Stafford requested at the council's April 6 workshop meeting that it consider changing the city code's architectural standard that requires a 5:12 pitch on certain buildings.
Stafford said he has been trying to erect a building to expand his more than 60-year-old outdoor clothing business.
He said the work has been stalled due to a three-month moratorium in the past, the need to redraft building plans and getting his plans approved.
The roadblock stopping him now is that current city ordinances bar him from constructing the building he wants with a 3:12 pitch roof.
If he makes the building have a 5:12 pitch roof, the eave height would extend more than 40 feet, which would not meet standards in another section, he said. Stafford assured the council the building would be expensive, but beautiful.
In a short prepared speech, Stafford said he was losing precious merchant time the longer he had to wait for the council to make a definite decision.

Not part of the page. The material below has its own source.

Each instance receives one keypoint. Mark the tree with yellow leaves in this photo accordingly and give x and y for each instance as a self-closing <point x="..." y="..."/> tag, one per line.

"You misinterpreted our intent at the workshop last week," he said. "We asked that you change the standard."
During the workshop meeting immediately preceding the regular one Monday night, city manager Steve Sykes told the council the Planning and Zoning Commission would investigate the impact of different roof pitches.
Then, the commission would kick back a recommendation to the council regarding the current standard, he said.
In his rebuttal to the council's workshop discussion of the issue, Stafford said during the regular meeting that he didn't feel the council intended to discriminate against him at the beginning of the project.
"I've been held up over a year-and-a-half waiting for some action on your half," he said, regarding the building.
He named some churches, banks and professional buildings as examples of buildings that would not meet today's architectural standards if they were built by today's code.
"That is what I feel is the crux of the problem," he said.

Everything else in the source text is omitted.